Den Anfang meines aktuellen Arbeitsfeldes machte ein Quellenschnipsel aus dem Protokollbuch der Gemeindeverwaltung:

Gemeindeverwaltung, Bernried am 21. Februar 1904. Gegenstand der Beschlußfassung auf Grund Art. 101 des Pol.-Str.-Ges.-B.
Auf Vortrag des Bürgermeisters und nach eingehender Beratung wurde mit allen Stimmen beschlossen, was folgt:
Die Gemeindeverwaltung Bernried erläßt auf Grund Art. 1,3 Ziffer 1 u. Art. 101 des Polizei-Straf-Gesetzbuches nachstehende ortspolizeiliche Vorschriften:
§1
Veränderungen im Innern oder am Äußeren von Gebäuden u. sonstigen baulichen Anlagen, wie Feldkapellen u. Denkmalen, von künstlerischer oder geschichtlicher Bedeutung, namentlich auch Änderungen an Fassaden mit alter Bemalung unterliegen der baupolizeilichen Genehmigung, auch wenn sie sonst nach der allgemeinen Bauordnung nicht genehmigungspflichtig werden.
§2
Bei allen Neubauten u. Umbauten ist darauf Bedacht zu nehmen, daß die Gebäude den heimischen Bauformen bzw. dem Charakter der Bauweise des Ortes angepaßt werden u. auf das Gesamtbild des Ortes und der nächsten Umgebung nicht störend wirken.
§3 Die Ortspolizeibehörde behält sich vor, gegebenen Falls nach Einvernehmen von Sachverständigen Änderungen an den Plänen anzuordnen, soweit dies möglich ist, ohne durch bedeutende Erhöhung der Kosten die Bauausführung unmöglich zu machen oder zu sehr zu erschweren.
[...] (Gemeindearchiv Bernried, B2/5, S. 1f.)

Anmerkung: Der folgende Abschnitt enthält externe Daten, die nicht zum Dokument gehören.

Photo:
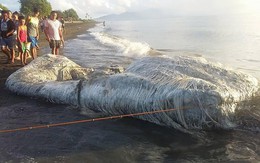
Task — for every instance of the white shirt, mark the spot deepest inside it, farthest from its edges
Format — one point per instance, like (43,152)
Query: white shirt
(53,27)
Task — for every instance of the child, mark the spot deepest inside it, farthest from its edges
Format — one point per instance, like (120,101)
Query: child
(22,40)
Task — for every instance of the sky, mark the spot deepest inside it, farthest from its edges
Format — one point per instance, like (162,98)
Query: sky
(97,8)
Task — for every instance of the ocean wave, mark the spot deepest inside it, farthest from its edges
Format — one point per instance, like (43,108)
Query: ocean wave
(205,95)
(124,46)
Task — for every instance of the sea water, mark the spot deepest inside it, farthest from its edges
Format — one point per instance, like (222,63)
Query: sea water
(232,41)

Schon auf den ersten Blick ist dieser Quellenschnipsel interessant, handelt es sich doch um ein Paradebeispiel für konservativ-konservierende Dorfpolitik. Dabei ist aber mindestens genauso interessant, dass offenbar der Anstoß für diese politische Regulierung des Bauens in Bernried nicht aus dem Dorf selbst kommt, denn die Grundlage ist ein bayerisches Gesetz, das nun Auswirkungen auf die Politik vor Ort hat.
Noch interessanter wird das Ganze aber auf den zweiten Blick, denn es handelt sich bei dieser Quelle um den lokalen Niederschlag einer größeren Bewegung, der Heimatschutzbewegung, die in ganz Deutschland aktiv war und Parallelen in anderen europäischen Ländern hat. Als Teil der bürgerlichen Reformbewegungen gehörte die Heimatschutzbewegung eher dem rechts-konservativen Lager an und hatte erhebliche Überschneidungen mit der Agrarromantik; sie vereinte Denk- und Naturschutz mit Volks- und Brauchtumspflege. Ihr Zentrum hatte die Heimatschutzbewegung im städtischen Raum unter akademisch geprägten Männern des Bürgertums. Hier aber wird sie auch Teil der politischen Wirklichkeit im Dorf.
Im Moment arbeite ich mich an diese Thema in zwei Richtungen ab:

  • Erstens rekonstruiere ich, welche Vorstellungen von Ländlichkeit und Moderne in der Heimatschutzbewegung verbreitet waren und in welcher Form diese Vorstellungen sich in administrativen Formen niederschlugen – nicht nur in Gesetzen, sondern auch in Vorschriften, Maßgaben für Bauämter etc.
  • Zweitens bin ich auf der Suche nach den Wirkungen der Vorschrift. Wurde sie – in Bernried und Umgebung vor allem – zur Anwendung gebracht? Welche Bauten wurden verhindert oder modifiziert? Gab es möglicherweise Konflikte, Auseinandersetzungen? Hier führt mich eine Spur besonders in die Richtung der Bauberatungen, die der Bayerische Verein für Volkskunst und Volkskunde e.V. seit 1904 anbot – mit wachsendem Erfolg.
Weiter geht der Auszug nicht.